With that said, I am very aware that while things are not always perfect and great, God has blessed me immensely, and I want to continue with this idea of posting things for which I am grateful.  I am not going to set myself up for failure again by trying to do it daily, but I do want to write down the amazing blessings God has given to me.  I started a new blog for this purpose a year ago, and I think I will continue typing in that one.  If you are interested, the link is Counting My Blessings . . . And Making Them Count.

Thursday, May 1, 2014

One Size Does NOT Fit All

For anyone who has more than one child, you know what I am talking about.  I remember when Jason became a toddler and then preschooler and how confused I was . . . and the confusion with Jason does not even begin to compare to my shock with David.  James was a very easy toddler and preschooler.  He was fairly calm and compliant.  The word “no” generally heeded positive results.  He played nicely by himself.  He talked at a young age, so he was able to verbalize his wants and needs.  He was even potty trained by 2 ½ years old, which we thought was great for a boy.  It was all pretty simple, and Brent and I thought we were pretty good parents.

When Jason was born, he was an easy baby, sleeping through the night within a few weeks.  He was rarely fussy, and he took nice long naps during the day.  The only problem at that time was that he did not like a bottle, and I had to go back to work.  But when Jason got old enough to be told the word “no” or to be taught and trained various things, from walking to not touching breakable objects, we were in for something new.  And we were stumped!

The rest of their lives have been like this, plus we added David and Sarah, who each brought their own special personalities, both positive and negatives, that we have had to learn how to manage.  Brent once heard a pastor speak on the passage, “Train up a child in the way he should go, and in the end he will not part from it” (Proverbs 22:6).  It was different than what we had previously understood this verse to mean.  The pastor talked about raising each child according to the child’s natural bent.  Now, I’m just a mom blogging (yes, I’m a pastor’s wife, but I’m not blogging to analyze Scripture) and I’m sure there are plenty of smarter people out there who can argue the truth of this interpretation with me, but it’s not necessary.  Either interpretation is an excellent promise.  This idea of raising a child according to his gifts and talents and personality makes a lot of sense to me.  We have failed miserably at different times, and we have had to apologize for each of the times that our children have had to be guinea pigs as we try new parenting strategies on them, but we try.

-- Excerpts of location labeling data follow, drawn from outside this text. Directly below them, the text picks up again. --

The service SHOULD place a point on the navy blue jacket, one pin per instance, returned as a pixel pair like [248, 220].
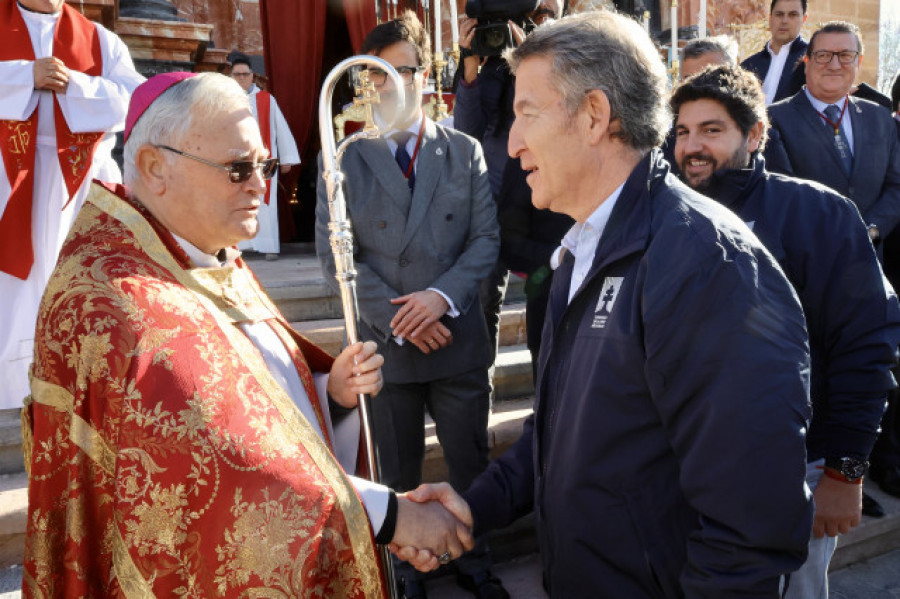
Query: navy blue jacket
[793, 77]
[852, 316]
[666, 455]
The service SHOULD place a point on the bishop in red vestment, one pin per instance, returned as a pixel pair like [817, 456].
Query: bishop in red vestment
[176, 438]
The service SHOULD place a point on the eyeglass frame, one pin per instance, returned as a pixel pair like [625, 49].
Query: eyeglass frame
[411, 70]
[832, 53]
[234, 175]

While James was an easy toddler and preschooler, Jason has been the easiest teenager ever!!!!  It is very rare that we have to punish him.  When there is an issue, it is generally related to school, which is ultimately an issue of work ethic.  With James the issues were over his attitude and how much smarter he thought he was than us.  He would argue FOREVER!!!!  But his work ethic was incredible!  This is only one example of their differences.  It has taken a lot of work on our part to even come close to figuring out what works best with each of them in terms of guiding and directing them.  Sometimes it would be nice if a quick spanking fixed whatever problems with any of them . . . for us and for them . . . or if reading a book to them immediately created a connection with any of them, but they different.

We have to work to figure out both connecting and correcting opportunities that work for their uniqueness in order to effect the best change and the best relationship.  And though it is hard, it is also a fun adventure, and I would not give it up for anything in the world.